Findings in BRCA1 mutation carriers suggest that physical activity, particularly during childhood, may be linked to a reduced risk of developing breast cancer. We investigated whether physical activity at puberty alters the expression of BRCA1 and two other tumor suppressor genes--p53 and estrogen receptor (ER)-beta--in rats. In addition, the effects on ER-alpha expression, mammary proliferation and functional epithelial differentiation were investigated as markers of altered mammary cancer risk in rats exposed to regular physical activity at puberty. Female Sprague Dawley rat pups were randomized to voluntary exercise, sham-exercise control and non-manipulated control groups.
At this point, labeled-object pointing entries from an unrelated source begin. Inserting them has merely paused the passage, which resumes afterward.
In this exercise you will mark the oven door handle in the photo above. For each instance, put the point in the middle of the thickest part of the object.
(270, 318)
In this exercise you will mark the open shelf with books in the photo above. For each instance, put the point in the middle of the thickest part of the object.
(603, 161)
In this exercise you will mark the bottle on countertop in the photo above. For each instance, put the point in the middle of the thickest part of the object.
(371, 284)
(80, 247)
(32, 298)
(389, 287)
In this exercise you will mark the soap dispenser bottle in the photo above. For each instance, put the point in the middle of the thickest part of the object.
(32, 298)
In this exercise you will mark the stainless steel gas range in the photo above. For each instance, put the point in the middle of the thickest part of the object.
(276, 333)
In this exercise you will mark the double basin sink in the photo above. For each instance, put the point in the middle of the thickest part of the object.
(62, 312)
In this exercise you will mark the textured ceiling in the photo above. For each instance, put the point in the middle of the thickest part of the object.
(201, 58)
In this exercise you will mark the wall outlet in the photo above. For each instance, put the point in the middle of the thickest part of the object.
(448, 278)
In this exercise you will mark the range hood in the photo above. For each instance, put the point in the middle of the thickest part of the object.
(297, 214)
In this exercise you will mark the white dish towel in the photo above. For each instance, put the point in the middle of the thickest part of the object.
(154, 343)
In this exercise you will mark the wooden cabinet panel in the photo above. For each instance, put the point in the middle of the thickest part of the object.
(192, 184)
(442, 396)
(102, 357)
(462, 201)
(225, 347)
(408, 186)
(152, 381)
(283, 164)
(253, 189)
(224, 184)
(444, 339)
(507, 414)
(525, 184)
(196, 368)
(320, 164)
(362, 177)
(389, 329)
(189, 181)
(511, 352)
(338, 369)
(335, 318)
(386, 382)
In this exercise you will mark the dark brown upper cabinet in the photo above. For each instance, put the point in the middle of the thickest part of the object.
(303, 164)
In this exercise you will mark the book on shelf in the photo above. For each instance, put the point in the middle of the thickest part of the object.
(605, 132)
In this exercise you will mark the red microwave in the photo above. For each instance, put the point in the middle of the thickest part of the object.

Treadmill training (20-25 m/min, 15% grade, 30 min/day, 5 days/week) started on postnatal day 14 and continued through day 32. Third thoracic mammary glands (n = 5 per group and age) were obtained at days 32, 48 and 100 and assessed for changes in morphology through wholemounts, and at 100 days cell proliferation by using Ki67 staining, protein levels of ER-alpha and ER-beta by immunohistochemistry, and mRNA expression levels of BRCA1, p53, ER-alpha and ER-beta by real-time PCR. Mammary glands of rats exposed to exercise during puberty contained fewer terminal end buds (TEBs) and a higher number of differentiated alveolar buds and lobules than the sham controls. However, cell proliferation was not significantly altered among the groups. ER-alpha protein levels were significantly reduced, while ER-beta levels were increased in the mammary ducts and lobular epithelial structures of 100-day old rays which were voluntarily exercised at puberty, compared to sham controls. ER-beta, BRCA1 and p53 mRNA levels were significantly higher in the mammary glands of 100-day-old exercised versus sham control rats. Pubertal physical activity reduced mammary epithelial targets for neoplastic transformation through epithelial differentiation and it also up-regulated tumor suppressor genes BRCA1, p53 and ER-beta, and reduced ER-alpha/ER-beta ratio in the mammary gland. It remains to be determined whether the up-regulation of BRCA1, and perhaps p53, explains the protective effect of childhood physical activity against breast cancer in women who carry a germline mutation in one of the BRCA1 alleles.